The Salween River has flowed through Karen State for millennia without a dam. At least thirteen indigenous groups live along its banks, fishing its waters, farming its floodplains, and navigating its currents between Myanmar and Thailand. The Hatgyi Dam project proposes to change that -- a massive gravity dam 33 kilometers downstream of where the Moei River meets the Salween, designed to generate up to 1,500 megawatts of electricity, the vast majority of which would be exported to Thailand. The dam does not yet exist. But the conflict around it has been reshaping the region for years.
The Hatgyi Dam is a joint venture funded by Thailand's Electricity Generating Authority (EGAT), China's Sinohydro Corporation, and Myanmar's Ministry of Electric Power alongside the International Group of Entrepreneurs (IGE). EGAT, a Thai government-owned company that has been building dams since 1964, would receive the bulk of the generated power. The arrangement follows a familiar pattern in the region: energy infrastructure built in one country to serve the grid of another, with the communities nearest the construction bearing the heaviest costs. The dam site sits in the Myaing Gyi Ngu area of Hlaing Bwe Township, an area that is both ethnically diverse and ecologically sensitive. For the Karen villagers who live there, the project represents the arrival of outside interests in a landscape they have managed, and fought over, for generations.
In 2013, the Karen National Union informed local villagers that nine Karen villages would be flooded and damaged if the Hatgyi Dam were built. The prospect of displacement is not abstract here -- these are communities with homes, farms, and histories rooted in the Salween's floodplain. Paul Sein Twa, director of the Karen Environmental and Social Action Network (KESAN), stated plainly that local people do not want dams on the Salween without the free, prior, and informed consent of impacted communities. An open letter from the Karen Rivers Watch echoed the point: there had been little consultation with affected communities, and the majority of local populations opposed the project. The criticism is not merely about water levels. It is about who decides what happens to a landscape, and whether the people who live on it get any say.
The Hatgyi Dam has become entangled with Myanmar's longest-running civil conflict.

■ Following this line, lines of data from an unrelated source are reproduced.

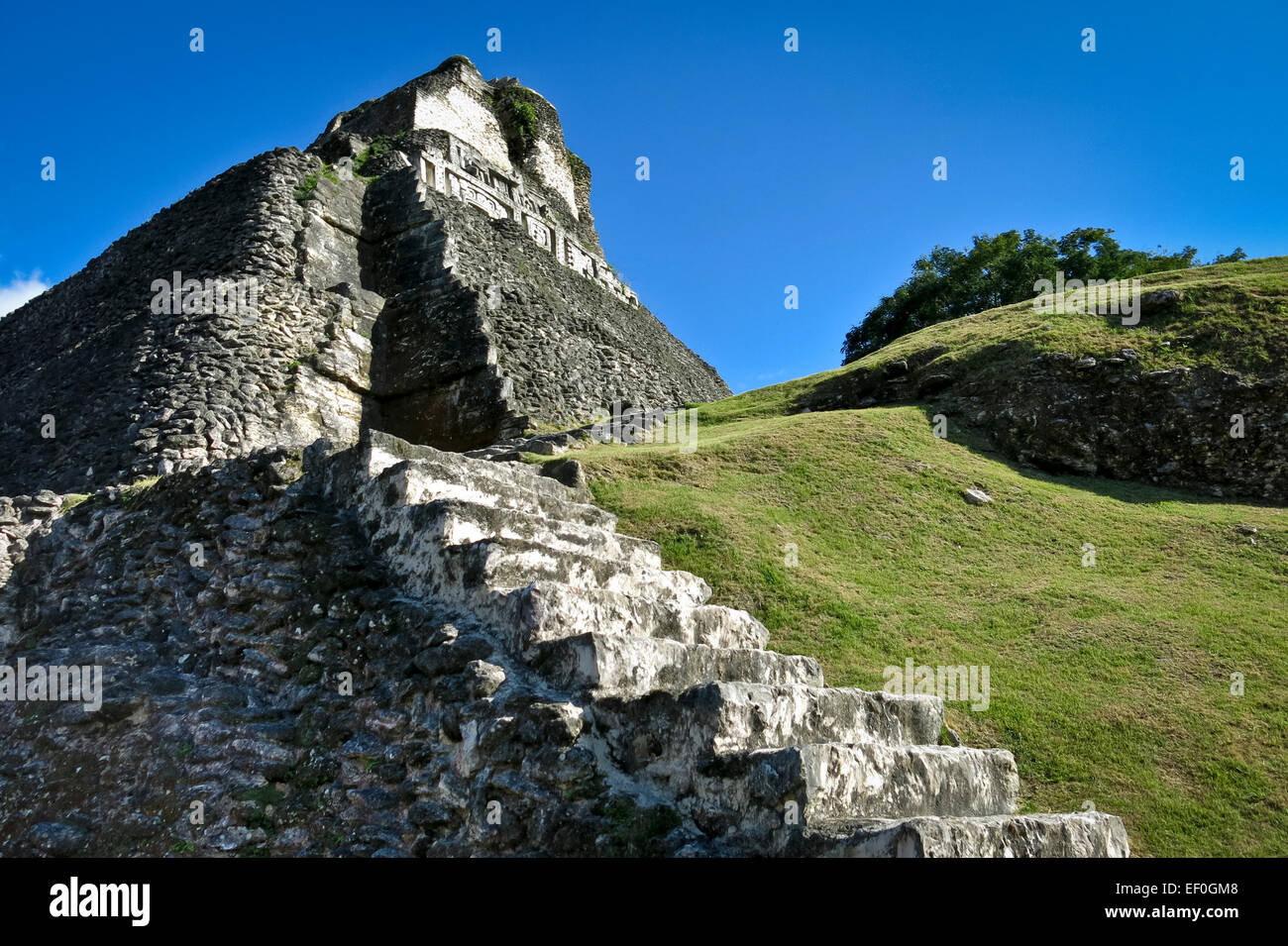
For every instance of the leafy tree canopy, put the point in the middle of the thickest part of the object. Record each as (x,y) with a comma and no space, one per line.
(999,270)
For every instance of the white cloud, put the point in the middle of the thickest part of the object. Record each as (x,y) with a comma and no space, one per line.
(21,289)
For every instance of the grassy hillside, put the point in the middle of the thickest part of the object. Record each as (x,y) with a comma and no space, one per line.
(1234,315)
(1111,683)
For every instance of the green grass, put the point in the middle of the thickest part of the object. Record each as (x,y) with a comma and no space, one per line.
(1234,317)
(1109,683)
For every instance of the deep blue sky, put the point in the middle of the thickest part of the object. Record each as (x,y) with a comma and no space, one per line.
(768,167)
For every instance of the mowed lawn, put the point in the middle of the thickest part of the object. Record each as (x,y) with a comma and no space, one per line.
(1112,683)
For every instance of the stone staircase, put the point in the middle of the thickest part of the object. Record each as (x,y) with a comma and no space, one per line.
(683,700)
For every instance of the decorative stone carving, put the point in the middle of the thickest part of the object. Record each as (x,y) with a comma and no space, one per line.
(540,233)
(481,198)
(579,259)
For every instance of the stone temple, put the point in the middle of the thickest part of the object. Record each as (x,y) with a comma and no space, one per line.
(266,571)
(429,266)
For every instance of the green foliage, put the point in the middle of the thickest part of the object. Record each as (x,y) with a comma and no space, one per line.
(1109,683)
(304,189)
(516,112)
(380,147)
(580,168)
(1000,270)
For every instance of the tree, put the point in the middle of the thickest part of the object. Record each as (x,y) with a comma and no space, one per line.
(999,270)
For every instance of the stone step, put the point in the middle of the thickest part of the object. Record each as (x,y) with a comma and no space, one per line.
(549,610)
(425,480)
(515,485)
(459,521)
(1082,834)
(601,665)
(832,782)
(501,563)
(686,730)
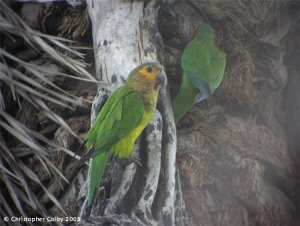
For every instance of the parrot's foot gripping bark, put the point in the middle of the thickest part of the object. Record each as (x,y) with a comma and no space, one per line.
(130,160)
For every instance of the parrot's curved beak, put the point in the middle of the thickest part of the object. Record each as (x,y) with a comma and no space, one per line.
(161,78)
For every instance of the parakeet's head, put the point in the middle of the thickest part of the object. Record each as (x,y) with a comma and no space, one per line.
(151,75)
(204,30)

International Rivers has documented how the project has obstructed peace negotiations between the Karen National Union (KNU) and the Myanmar Army. A temporary ceasefire was signed between the two sides, but within months witnesses reported eight army battalions near the dam site -- a buildup that locals and Karen leaders interpreted as protection for the construction, not for the peace. The Democratic Karen Buddhist Army (DKBA) was forced to evacuate the dam area. Colonel Saw Maung Kyar, the DKBA's tactical operations commander, warned that problems would worsen if the government used the dam as an excuse to increase its military presence. Naw Paw Gay of the Karen Rivers Watch described what that presence means in practice: forced labor, villagers compelled to carry military rations and ammunition, and civilians ordered to lead soldiers through mined areas. The dam, in this telling, is not just infrastructure. It is a pretext for military control over contested territory.
The environmental stakes are as high as the political ones. The Salween is one of the longest free-flowing rivers in Southeast Asia, and the Hatgyi Dam site sits near an active geological fault line. Environmental researcher Steve Thompson of KESAN warned that the dam could wipe out many or most riverine fish species, with serious consequences for villagers who depend on the river for food and livelihood. The Karen Rivers Watch described the site as an ecologically sensitive area. Environmental assessments have flagged risks of flooding, biodiversity loss, soil degradation, pollution, and deforestation. The Salween's value is not only ecological. For the indigenous communities along its banks, the river is a transportation route, a food source, a cultural anchor, and a boundary that has defined territorial identity for centuries. Damming it would not merely alter a waterway. It would restructure the relationship between a people and the landscape they call home.
Located at 17.53N, 97.75E in Karen State, southeastern Myanmar, at the proposed dam site on the Salween River roughly 33 km downstream of its confluence with the Moei River. The Salween gorge is visible from altitude as a deep river valley cutting through dense forest in the Dawna Range along the Thai-Myanmar border. Nearest airport is Mae Sot (VTPM) on the Thai side, approximately 80 km to the south. Yangon International Airport (VYYY) is roughly 300 km to the west. Terrain is rugged and mountainous. Best visibility in the dry season (November to March).